先の施政方針演説において安倍晋三首相は、“選挙制度改革”についてこう呼びかけた。

「議員定数の削減や、選挙制度の見直しについても、各党各会派で話し合い、しっかりと結論を出していこうではありませんか」

 これを受けて自民党は、衆議院の比例区定数を30削減する改革案をまとめる方針を固めたと報道されている。

 現在の総定数は480。そのうち300が小選挙区で、180が比例区。自民党案では、小選挙区はそのまま300で、比例区が150議席となる。

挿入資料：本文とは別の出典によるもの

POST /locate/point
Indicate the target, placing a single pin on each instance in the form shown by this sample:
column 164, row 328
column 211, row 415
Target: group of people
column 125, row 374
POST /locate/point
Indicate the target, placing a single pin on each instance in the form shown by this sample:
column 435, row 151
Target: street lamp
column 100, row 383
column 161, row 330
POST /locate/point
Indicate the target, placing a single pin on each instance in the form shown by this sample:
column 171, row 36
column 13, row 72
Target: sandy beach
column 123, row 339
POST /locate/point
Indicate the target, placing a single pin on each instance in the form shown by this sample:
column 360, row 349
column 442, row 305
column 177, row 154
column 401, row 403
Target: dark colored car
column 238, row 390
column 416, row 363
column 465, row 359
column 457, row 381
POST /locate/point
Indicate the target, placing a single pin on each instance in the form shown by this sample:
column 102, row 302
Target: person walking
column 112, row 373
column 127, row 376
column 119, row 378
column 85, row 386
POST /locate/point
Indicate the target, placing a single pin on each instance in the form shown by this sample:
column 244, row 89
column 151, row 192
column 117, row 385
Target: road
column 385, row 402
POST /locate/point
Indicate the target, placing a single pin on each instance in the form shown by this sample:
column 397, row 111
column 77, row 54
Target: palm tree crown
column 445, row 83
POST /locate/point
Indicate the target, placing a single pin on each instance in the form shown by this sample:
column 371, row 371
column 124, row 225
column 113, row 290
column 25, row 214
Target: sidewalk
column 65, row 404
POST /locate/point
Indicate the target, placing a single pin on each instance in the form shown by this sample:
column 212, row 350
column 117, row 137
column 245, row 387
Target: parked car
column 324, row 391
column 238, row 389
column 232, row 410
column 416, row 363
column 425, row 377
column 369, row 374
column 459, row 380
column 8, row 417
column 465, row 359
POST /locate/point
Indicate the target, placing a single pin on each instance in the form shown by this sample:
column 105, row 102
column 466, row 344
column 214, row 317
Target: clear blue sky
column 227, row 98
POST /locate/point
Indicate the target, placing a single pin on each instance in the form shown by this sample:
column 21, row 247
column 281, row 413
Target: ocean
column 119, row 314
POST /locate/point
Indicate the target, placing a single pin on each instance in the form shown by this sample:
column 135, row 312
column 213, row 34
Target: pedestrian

 ただ、自民党は少数政党、特に公明党に配慮して150のうちの30議席を、少数政党に有利となる配分案を検討するらしい。最終案は公明党の同意を得て3月中には発表される見通しだ。

 これではあまりにも拙速だと言わざるを得ない。

選挙制度改革に対する
全く異質の「3つの要請」とは

 そもそも今回の選挙制度改革には3つの全く異質な要請がある。

 (1)昨年末、解散直前の「0増5減」の法改正は、一票の格差が“違憲状態”にあるとの最高裁の警告を受けたもの。

 違憲状態のまま断行された今回の総選挙には早速、3月6日に東京高裁が「違憲状態」からさらに踏み込み、ついに「憲法違反」の判決を下した。選挙自体は有効とされたものの、憲法違反の総選挙で選出された政治家はその正当性も薄められてしまった。そして早期の解散・総選挙によって信任を得る重大な政治的道義的責任が課せられたのである。

 いずれにしろ、違憲状態で選出された衆議院議員には、早期の解散・総選挙で信任を得る重大な政治的・道義的責任がある。

 (2)消費税増税の前に政治と行政が率先して「身を切る」一環として議員定数を削減するというもの。

 これは、野田佳彦前首相が声高に叫び、「0増5減」と共に、自民、公明との3党改革案の方向づけをした。

 要するに、定数削減は、歳出削減を目標とするもの。